I believe that there are two factors which influence likelihood of a bozo
explosion. The first is the organisation's rate of expansion. The second is
the quality of human resources.

Regarding the rate of expansion, it is widely known that a company which
repeatly grows at 100% per year is consumed by bozos. However, an organisation
which does not expand may also be consumed by bozos. This is because the
superstars don't wish to remain in a company which is mere "treading water"
and therefore the quality of staff declines. It is very likely that the
optimal rate of expansion is small and steady on the basis that it is better
to not hire at all rather than hire badly.

Regarding human resources, if you've got a company with 100 staff then it is
logical to delegate hiring. At this point, hiring takes a life of its own.
After human resources personnel are added or replaced, you'll have people
who've been hired by people who've been hired by people that you hired
personally. If you're not careful then new hires could be of _any_ quality.

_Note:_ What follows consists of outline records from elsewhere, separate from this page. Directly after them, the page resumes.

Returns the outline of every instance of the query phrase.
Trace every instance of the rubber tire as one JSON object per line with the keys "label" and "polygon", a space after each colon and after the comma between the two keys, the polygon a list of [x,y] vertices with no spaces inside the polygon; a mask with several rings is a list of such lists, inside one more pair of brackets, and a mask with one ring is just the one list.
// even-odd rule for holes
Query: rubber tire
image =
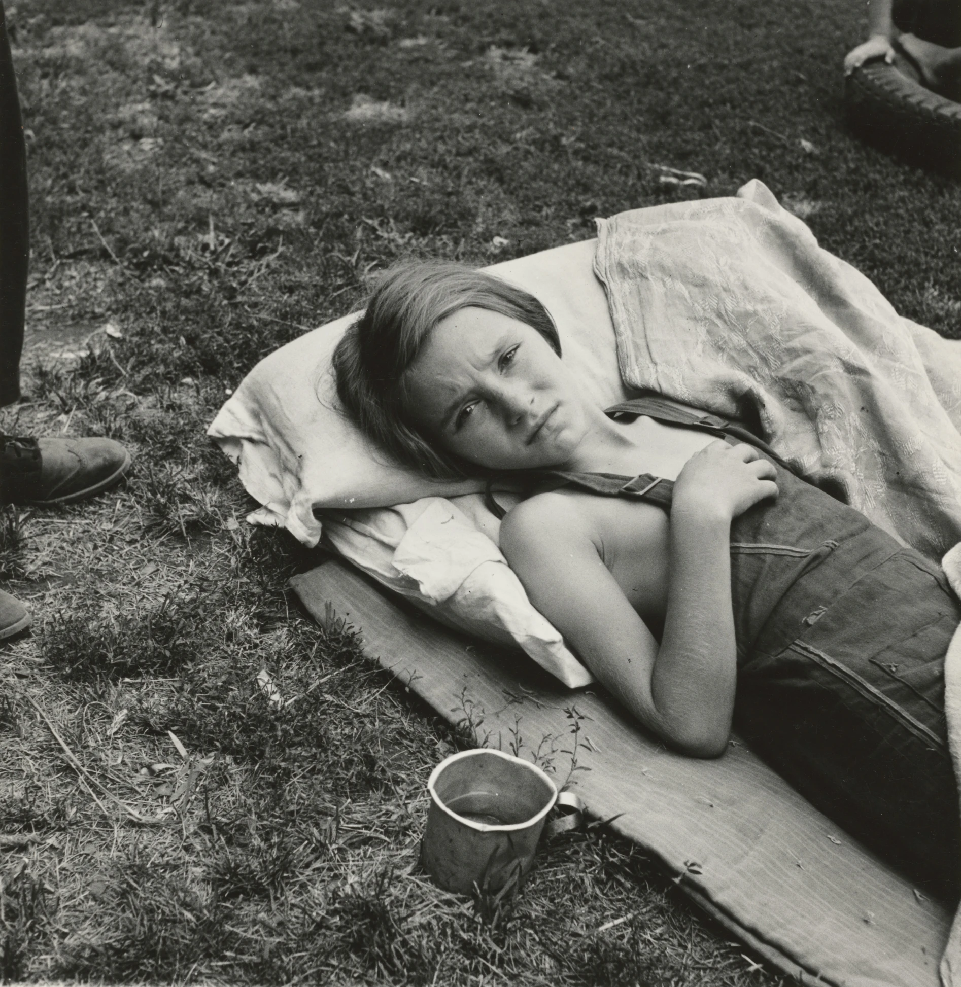
{"label": "rubber tire", "polygon": [[913,164],[961,178],[961,104],[925,89],[882,60],[844,82],[850,128]]}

Google has been relatively close to 100% expansion in some years. So, I'd
argue that Google's human resources is closely monitored. Indeed, you could
take an educated guess and say that the success of hiring could be monitored
with an algorithm. Maybe this is a ranking algorithm? It is also extremely
probable that job applications are filtered automatically.

------
wallflower
Google seems to have a Darwinian approach to innovation. Perhaps it works.
These success stories are the ones that thrived and made it to the next
generation. It's nice to hear for every Google News there is unmentionable
projects. I wonder if Google has a technical caste system similar to MSFT.